8. Prefix Partitioning (Skipping Initial Levels)
The author explored partitioning the key space by high‑order bits, building independent S‑trees per prefix.
- Simple partition (full layout per part) reduces the tree height but incurs large space overhead (up to 50 % for skewed human‑genome k‑mer data).
- Compact subtrees (packed per‑part) lower memory use but add per‑query part‑offset bookkeeping, slightly hurting speed.
- First‑level compression (store only the first level compactly) recovers most of the space savings while keeping query speed comparable to the unpartitioned layout.
- Overlapping trees share storage between adjacent parts, further reducing memory at negligible speed cost.
- Prefix map (a lookup table mapping high‑order bits to the start of the appropriate subtree) gives the best space‑time trade‑off: ~1/16 overhead and query speed within a few nanoseconds of the best non‑partitioned variant.
"Overall, it seems that partitioning does not provide when we already interleave queries." – author’s summary
9. Multi‑Threaded Scaling
Running the interleaved S‑tree on 6 threads reduces latency from 27 ns (single‑core) to 7 ns per query. The sub‑linear speedup indicates the system is now limited by total RAM bandwidth rather than CPU.
10. End‑to‑End Result
| Method | Throughput (ns/query) on 4 GB input |
|---|---|
Rust binary_search |
1150 |
| Eytzinger (prefetch) | ~200 |
| Optimized S‑tree (popcnt SIMD) | 115 |
| Batching (size = 128) | 30 |
| Prefetch + Pointer tricks | 28 |
| Interleaved layers | 24 |
| Left‑max node + interleaving | 22 |
| 6‑thread parallelism | 7 |
Overall speedup: ≈40× over the naïve binary search.
11. Future Directions (as discussed in the post)
- Branchy search – selectively handle large partitions with extra branches to reduce average depth.
- Interpolation search – replace the first few levels with a linear interpolation step, potentially cutting RAM accesses for random data.
- 16‑bit packing – store values in 16 bits after a 16‑bit prefix lookup, raising the branching factor to 33 and shaving another tree level.
- Returning original indices – straightforward for S+ trees; more work needed for compact partitions.
- Range queries – duplicate the query pipeline for lower and upper bounds; early‑layer reuse can keep overhead low.
- Sorted‑query batching – radix‑sort queries to maximise cache reuse; the cost/benefit trade‑off remains open.
- Suffix‑array integration – build an S‑tree on every 4th suffix (using the first 32 bits) to narrow the binary‑search window dramatically.

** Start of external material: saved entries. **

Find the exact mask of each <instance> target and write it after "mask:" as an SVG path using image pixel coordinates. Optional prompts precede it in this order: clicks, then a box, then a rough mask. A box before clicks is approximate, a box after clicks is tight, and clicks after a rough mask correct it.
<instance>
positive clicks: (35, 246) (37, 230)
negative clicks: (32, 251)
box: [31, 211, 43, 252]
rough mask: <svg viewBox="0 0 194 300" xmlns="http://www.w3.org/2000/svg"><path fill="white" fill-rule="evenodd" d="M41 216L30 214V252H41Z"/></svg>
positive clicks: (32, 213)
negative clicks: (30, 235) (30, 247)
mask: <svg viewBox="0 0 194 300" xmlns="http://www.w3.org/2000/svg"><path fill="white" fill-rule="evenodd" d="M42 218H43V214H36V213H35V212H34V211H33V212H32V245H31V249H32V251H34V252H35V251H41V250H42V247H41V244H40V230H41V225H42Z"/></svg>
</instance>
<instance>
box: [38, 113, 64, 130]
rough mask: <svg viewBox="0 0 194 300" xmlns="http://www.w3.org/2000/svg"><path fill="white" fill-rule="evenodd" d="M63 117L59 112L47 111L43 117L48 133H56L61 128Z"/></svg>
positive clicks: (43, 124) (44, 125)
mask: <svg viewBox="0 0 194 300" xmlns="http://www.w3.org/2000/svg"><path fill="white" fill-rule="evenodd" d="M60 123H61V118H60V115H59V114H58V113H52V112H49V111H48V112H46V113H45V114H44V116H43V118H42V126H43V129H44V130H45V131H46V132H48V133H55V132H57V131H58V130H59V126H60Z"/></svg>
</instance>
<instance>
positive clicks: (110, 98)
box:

12. Community Feedback Highlights
- Eytzinger vs. binary heap – kazinator notes the layout is identical to a binary heap’s array representation, but heaps lack efficient key search.
- Van Emde Boas connection – stevefan1999 points out the similarity to Van Emde Boas trees for cache‑oblivious search.
- Plot clarity – petters asks why Figure 1 uses the same colour for both curves; the author acknowledges a plotting quirk.
- Real‑world relevance – TheRealPomax questions the applicability to suffix‑array searches on DNA; the author’s future‑work section addresses this by proposing a suffix‑array integration.
13. Takeaway
Static search trees, when meticulously tuned for modern CPUs, can turn a memory‑bound lower‑bound search into a high‑throughput, cache‑friendly operation. The combination of SIMD‑accelerated node scans, aggressive batching, prefetching, and interleaved execution yields a 40× improvement over classic binary search, making S+ trees a compelling building block for large‑scale indexing tasks such as suffix‑array queries in bioinformatics.